Many members welcomed the gains that the union won in other areas, like wages, pension contributions and safety measures. And even among those concerned about A.I., there appeared to be little appetite to vote down the contract and go on strike while the industry was struggling.

Still, the debate over A.I. remains a live one within the union. In mid-August, the Animation Guild, an IATSE local that negotiates separately from the larger union, will begin bargaining with studios over its next contract. In interviews, members of the guild’s bargaining committee said they hoped to improve on the A.I. provisions that the parent union negotiated.

“They’re really hard to look at, honestly,” said Nora Meek, a storyboard artist and writer who serves on the committee.

In some ways, the nearly 6,000 members of the Animation Guild, which represents not just artists and character designers but also writers and directors, face even bigger threats from A.I. than other IATSE members. Animation studios often outsource work to nonunion shops, and some nonunion studios appear intent on experimenting with A.I.

“Cocomelon,” a popular children’s cartoon that runs on YouTube and is made with nonunion workers, laid off most of its seven or eight writers during the past year, as well as several artists. A former employee, who spoke anonymously because of a nondisclosure agreement, said executives at the company had openly discussed using A.I. to help write the cartoon. A company spokesman said there were no current plans to replace “Cocomelon” writers with A.I.

In response, the Animation Guild appears to be mobilizing aggressively. Protections against A.I. are “a top priority for members,” Alexandra Drosu, a spokeswoman, said. “We feel confident that we can build on the wins secured by the IATSE basic agreement.”

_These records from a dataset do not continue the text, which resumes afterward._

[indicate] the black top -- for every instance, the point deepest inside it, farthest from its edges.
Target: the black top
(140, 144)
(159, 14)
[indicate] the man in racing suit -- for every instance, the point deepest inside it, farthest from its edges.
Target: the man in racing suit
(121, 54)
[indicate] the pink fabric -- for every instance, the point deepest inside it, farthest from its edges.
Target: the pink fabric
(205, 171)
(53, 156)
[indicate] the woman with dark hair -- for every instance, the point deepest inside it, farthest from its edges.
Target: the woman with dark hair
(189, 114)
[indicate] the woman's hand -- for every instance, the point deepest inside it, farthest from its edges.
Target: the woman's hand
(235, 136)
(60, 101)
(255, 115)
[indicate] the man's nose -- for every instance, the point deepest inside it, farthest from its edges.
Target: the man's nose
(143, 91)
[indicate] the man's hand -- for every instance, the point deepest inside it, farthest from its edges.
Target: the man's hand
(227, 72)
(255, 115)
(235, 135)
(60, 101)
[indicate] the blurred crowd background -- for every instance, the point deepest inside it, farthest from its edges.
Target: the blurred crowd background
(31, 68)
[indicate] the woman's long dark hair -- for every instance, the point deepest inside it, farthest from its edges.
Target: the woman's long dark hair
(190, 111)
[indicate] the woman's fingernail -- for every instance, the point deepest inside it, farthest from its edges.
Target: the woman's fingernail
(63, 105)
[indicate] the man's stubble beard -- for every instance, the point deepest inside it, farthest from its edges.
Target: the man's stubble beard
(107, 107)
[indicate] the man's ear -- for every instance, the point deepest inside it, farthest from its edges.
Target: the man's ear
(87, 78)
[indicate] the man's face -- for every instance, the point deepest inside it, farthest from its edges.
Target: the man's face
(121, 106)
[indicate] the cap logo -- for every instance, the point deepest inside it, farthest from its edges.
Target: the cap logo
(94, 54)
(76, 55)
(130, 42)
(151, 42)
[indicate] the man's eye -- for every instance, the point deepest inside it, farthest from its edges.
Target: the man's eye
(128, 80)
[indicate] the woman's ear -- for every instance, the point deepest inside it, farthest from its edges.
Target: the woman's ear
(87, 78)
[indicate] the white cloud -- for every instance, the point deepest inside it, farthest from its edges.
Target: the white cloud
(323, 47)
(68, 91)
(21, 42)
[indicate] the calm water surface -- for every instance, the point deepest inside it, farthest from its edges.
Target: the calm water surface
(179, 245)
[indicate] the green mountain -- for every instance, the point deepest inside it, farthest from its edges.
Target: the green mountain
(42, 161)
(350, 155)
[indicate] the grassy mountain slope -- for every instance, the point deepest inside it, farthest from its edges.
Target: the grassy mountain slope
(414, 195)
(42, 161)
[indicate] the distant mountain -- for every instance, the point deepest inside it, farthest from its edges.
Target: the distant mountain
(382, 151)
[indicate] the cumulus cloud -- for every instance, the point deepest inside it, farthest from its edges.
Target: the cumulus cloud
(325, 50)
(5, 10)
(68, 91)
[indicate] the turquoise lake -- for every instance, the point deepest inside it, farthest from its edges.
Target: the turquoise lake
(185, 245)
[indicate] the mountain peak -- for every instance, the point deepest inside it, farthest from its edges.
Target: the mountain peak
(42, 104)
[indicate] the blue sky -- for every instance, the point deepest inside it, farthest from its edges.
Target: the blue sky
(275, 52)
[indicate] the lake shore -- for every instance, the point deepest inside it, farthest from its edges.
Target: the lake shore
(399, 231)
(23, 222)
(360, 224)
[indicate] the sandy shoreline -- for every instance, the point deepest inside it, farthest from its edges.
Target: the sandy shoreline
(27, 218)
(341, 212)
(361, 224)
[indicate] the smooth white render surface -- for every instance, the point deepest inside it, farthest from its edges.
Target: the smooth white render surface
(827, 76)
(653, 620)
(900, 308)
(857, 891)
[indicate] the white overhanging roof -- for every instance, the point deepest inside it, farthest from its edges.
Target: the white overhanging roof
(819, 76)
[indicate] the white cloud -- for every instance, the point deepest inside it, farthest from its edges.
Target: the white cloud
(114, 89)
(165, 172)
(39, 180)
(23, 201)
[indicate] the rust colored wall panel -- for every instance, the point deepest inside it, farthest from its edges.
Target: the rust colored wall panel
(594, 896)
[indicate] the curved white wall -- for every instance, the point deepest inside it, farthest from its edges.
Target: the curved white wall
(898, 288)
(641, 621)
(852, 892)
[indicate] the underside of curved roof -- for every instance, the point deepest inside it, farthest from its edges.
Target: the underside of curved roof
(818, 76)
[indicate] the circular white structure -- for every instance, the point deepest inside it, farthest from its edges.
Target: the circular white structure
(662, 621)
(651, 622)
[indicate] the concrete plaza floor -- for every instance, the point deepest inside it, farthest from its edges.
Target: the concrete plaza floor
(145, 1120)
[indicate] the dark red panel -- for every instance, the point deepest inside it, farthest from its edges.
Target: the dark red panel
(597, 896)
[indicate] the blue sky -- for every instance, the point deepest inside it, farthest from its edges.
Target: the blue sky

Yet some Animation Guild members worry that the parent union’s A.I. provisions may have made their task harder.

“That’s the challenge of pattern bargaining,” said Brandon Jarratt, a member of the guild’s board and its A.I. task force, referring to the tendency of negotiations to set precedents for others in the same industry. “The question comes down to, how much leverage and pressure can we put on stuff?”